Maggioranza, lo stato di salute in tre foto

ITALIA. Per misurare lo stato di salute della maggioranza di centrodestra in prossimità delle elezioni europee ed amministrative e dopo un anno e mezzo di governo, oggi si possono scattare tre fotografie.

Prima foto, scenario: Cagliari. Sul palco per il comizio finale della maggioranza alla vigilia del voto sardo stanno, sorridenti e distesi, tutti i leader arrivati da Roma per sostenere il candidato governatore Paolo Truzzu: sindaco di Cagliari, esponente dei giovani meloniani, imposto da Giorgia Meloni a Matteo Salvini che ha provato a impuntarsi nel sostegno al governatore uscente Solinas ma ha dovuto fare marcia indietro di fronte ad una irremovibile presidente del Consiglio decisissima ad andare avanti nella sua marcia di conquista della Sardegna (e di altre Regioni) qualunque fosse la posizione dell’alleato. Ieri sul palco i tre capi del centrodestra hanno mostrato il volto dell’unità e della concordia mostrando di volersi lasciare alle spalle la lite su Solinas-Truzzu. Questo è in effetti un elemento di forza tradizionale dei partiti del centrodestra, sapersi unire e farsi vedere uniti nei momenti che contano: «Ci vogliono far litigare ma governeremo per cinque anni!».
Ma in questo caso c’è un’incognita: i sondaggi non danno per scontata (come sembrava all’inizio) la vittoria di Truzzu che anzi subisce una forte concorrenza della candidata del «campo largo» Pd-M5S Todde (nonostante la scesa in campo fratricida dell’ex governatore Soru ancora forte nell’isola). Alla fine Truzzu dovrebbe farcela, ma se non andasse così molte cose dovrebbero essere ridiscusse, e sicuramente Salvini presenterà il conto all’alleata: sarà più difficile per FdI sottrargli la ricandidatura della leghista Tesei in Umbria, sarà più facile per la Lega piazzare un proprio candidato in Basilicata, oggi retta da un berlusconiano, sarà più imperativo per la maggioranza difenderlo dall’inchiesta avviata sul progetto del Ponte di Messina, anche se il fascicolo della Procura di Roma è contro ignoti e non lo coinvolge personalmente.

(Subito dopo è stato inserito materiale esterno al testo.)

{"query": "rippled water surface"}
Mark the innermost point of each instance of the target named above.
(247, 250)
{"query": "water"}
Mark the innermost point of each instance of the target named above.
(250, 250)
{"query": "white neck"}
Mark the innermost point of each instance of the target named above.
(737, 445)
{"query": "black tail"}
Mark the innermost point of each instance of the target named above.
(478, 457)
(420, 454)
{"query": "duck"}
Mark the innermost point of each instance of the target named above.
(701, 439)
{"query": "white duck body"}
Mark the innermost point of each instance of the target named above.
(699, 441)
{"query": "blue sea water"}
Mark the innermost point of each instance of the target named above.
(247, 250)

Seconda fotografia, Senato della Repubblica. Oggi si vota l’emendamento della Lega per consentire un terzo mandato ai governatori regionali. Salvini non ha voluto sentir ragioni, non ha voluto ritirare una proposta che vede contrari sia Meloni che Tajani. Il leader della Lega ci tiene troppo: intanto è un suo vecchio pallino, ma poi significa poter ricandidare Zaia per la terza volta in Veneto senza correre il rischio che il Doge viri le sue ambizioni direttamente verso la segreteria nazionale della Lega (soprattutto se alle europee la Lega andasse male). Oggi l’emendamento sarà bocciato con il voto contrario di Forza Italia e Fratelli d’Italia, e non ci sarà – salvo sorprese – l’aiuto di quella parte del Pd che pure sarebbe d’accordo con Salvini sul terzo mandato. Tutti dicono: la bocciatura non costituirà un problema per la maggioranza e il governo, nessun problema, nessun rischio. Ma pochi sono disposti a crederlo.

Terza fotografia, Camera dei Deputati. Carlo Calenda ha deciso di presentare una mozione di sfiducia individuale contro il ministro delle Infrastrutture Matteo Salvini accusato di avere legami con la Russia di Putin e di aver fatto dichiarazioni sulle responsabilità del Cremlino nell’assassinio di Navalny non condivise da Meloni e Tajani, respinte dalla Commissione a Bruxelles, accolte con un coro di critiche un po’ ovunque, in Italia e fuori. La mozione di sfiducia sarà votata dal M5S – lo ha assicurato Conte – e difficilmente il Pd potrà sottrarsi. Chiaro che Forza Italia e FdI voteranno contro ma dovranno argomentare, e non sarà facile difendere il ministro prendendo nello stesso tempo le distanze dalle sue dichiarazioni su Putin e ribadendo la linea ufficiale del governo espressa in ogni sede internazionale e ripetuta da Tajani all’ambasciatore russo convocato alla Farnesina.